Ultimately, the question that I'm interested in trying to answer is: would it help if there were more ways to make Spark feel like a traditional relational database? (e.g. being able to interact with the Spark driver using MySQL or Postgres wire protocol)
It's interesting. 10 years ago I would have probably said something like that "relational dbs will just get better as data grows", quite the opposite happened... Relational has been pushed to the side and we now have to learn a lot of new technologies, in my case: Cassandra; Spark; Pandas (python). This whole stack used to be just MySQL :)... And I miss those days!
At the same time, of course there are some very good points to be made for this sort of storage agnosticism -- mainly from an efficiency standpoint (i.e. being able to choose the storage format for the occasion).
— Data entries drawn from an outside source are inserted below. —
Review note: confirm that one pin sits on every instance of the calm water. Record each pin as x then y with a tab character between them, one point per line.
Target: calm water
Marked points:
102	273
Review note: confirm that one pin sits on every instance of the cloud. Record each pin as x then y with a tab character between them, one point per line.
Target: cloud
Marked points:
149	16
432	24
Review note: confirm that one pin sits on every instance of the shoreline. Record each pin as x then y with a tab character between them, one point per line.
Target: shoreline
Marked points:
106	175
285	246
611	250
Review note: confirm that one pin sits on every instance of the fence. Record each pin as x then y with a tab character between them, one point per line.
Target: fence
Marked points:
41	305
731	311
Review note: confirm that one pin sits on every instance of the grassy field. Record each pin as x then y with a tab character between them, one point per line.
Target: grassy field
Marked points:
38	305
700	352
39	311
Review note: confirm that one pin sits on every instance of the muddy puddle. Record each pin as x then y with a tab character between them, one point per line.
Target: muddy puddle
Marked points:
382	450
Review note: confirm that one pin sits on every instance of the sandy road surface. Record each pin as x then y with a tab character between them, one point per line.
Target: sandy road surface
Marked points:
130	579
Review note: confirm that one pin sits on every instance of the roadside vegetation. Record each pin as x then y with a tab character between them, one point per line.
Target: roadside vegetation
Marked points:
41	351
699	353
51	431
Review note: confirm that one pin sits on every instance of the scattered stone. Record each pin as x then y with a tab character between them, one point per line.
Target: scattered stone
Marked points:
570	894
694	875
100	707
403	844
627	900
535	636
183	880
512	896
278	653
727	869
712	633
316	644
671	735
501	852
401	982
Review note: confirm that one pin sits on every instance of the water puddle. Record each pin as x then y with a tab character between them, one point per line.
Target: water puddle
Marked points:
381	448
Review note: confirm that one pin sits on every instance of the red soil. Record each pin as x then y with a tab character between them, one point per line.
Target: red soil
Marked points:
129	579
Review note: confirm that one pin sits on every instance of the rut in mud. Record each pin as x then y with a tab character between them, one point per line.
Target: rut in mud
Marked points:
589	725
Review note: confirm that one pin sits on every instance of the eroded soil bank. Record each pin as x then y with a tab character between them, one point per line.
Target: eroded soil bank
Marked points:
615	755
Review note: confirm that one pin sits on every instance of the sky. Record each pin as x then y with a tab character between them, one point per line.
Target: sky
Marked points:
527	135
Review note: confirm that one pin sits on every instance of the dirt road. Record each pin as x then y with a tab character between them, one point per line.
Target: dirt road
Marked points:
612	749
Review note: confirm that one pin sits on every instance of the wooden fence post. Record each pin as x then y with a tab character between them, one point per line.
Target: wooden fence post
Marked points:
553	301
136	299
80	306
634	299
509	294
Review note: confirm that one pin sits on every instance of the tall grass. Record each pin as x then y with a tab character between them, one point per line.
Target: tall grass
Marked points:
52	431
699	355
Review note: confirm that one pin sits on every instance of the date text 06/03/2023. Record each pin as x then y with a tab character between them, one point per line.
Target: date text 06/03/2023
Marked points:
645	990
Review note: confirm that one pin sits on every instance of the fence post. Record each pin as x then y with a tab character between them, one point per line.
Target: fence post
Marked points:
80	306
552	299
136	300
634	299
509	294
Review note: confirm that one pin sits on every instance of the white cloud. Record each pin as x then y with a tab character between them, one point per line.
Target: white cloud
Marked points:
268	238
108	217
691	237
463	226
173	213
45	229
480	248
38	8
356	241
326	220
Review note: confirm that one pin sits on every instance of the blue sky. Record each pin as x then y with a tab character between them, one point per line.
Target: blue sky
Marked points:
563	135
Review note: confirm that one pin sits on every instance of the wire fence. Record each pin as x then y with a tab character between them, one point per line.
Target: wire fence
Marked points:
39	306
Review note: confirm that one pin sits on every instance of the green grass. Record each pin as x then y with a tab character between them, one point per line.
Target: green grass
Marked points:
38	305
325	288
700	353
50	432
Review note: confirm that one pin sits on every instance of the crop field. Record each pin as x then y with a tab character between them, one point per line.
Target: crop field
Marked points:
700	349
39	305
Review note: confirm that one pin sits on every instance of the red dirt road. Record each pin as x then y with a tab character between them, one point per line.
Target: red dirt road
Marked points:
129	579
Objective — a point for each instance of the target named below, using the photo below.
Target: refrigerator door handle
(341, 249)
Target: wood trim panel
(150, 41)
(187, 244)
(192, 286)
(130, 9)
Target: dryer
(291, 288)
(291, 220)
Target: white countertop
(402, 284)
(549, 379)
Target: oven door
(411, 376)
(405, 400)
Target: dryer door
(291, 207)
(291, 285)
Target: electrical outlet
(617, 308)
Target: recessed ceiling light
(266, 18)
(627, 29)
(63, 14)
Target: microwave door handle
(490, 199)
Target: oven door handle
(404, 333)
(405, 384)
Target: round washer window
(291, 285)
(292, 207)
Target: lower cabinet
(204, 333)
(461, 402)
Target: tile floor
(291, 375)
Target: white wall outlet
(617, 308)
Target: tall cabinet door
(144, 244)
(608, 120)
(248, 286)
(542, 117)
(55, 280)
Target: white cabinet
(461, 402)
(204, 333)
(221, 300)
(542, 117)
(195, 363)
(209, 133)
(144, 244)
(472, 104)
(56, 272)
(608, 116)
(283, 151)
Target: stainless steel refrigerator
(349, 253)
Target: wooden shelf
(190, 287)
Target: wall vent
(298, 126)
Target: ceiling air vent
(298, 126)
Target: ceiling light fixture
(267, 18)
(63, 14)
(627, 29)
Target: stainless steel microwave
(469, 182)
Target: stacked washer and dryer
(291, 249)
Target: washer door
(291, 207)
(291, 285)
I'm really not quite sure if this argument is strong enough for completely sacrificing the simplicity of a traditional database.
Sometimes I think that MPP engines like Spark should take the philosophy of "batteries included but replaceable" -- that is, basically serving as an all-in-one "database" that provides a default storage engine (e.g. a basic columnstore and a basic rowstore), but still letting the user plug in other data sources to join, only if they want.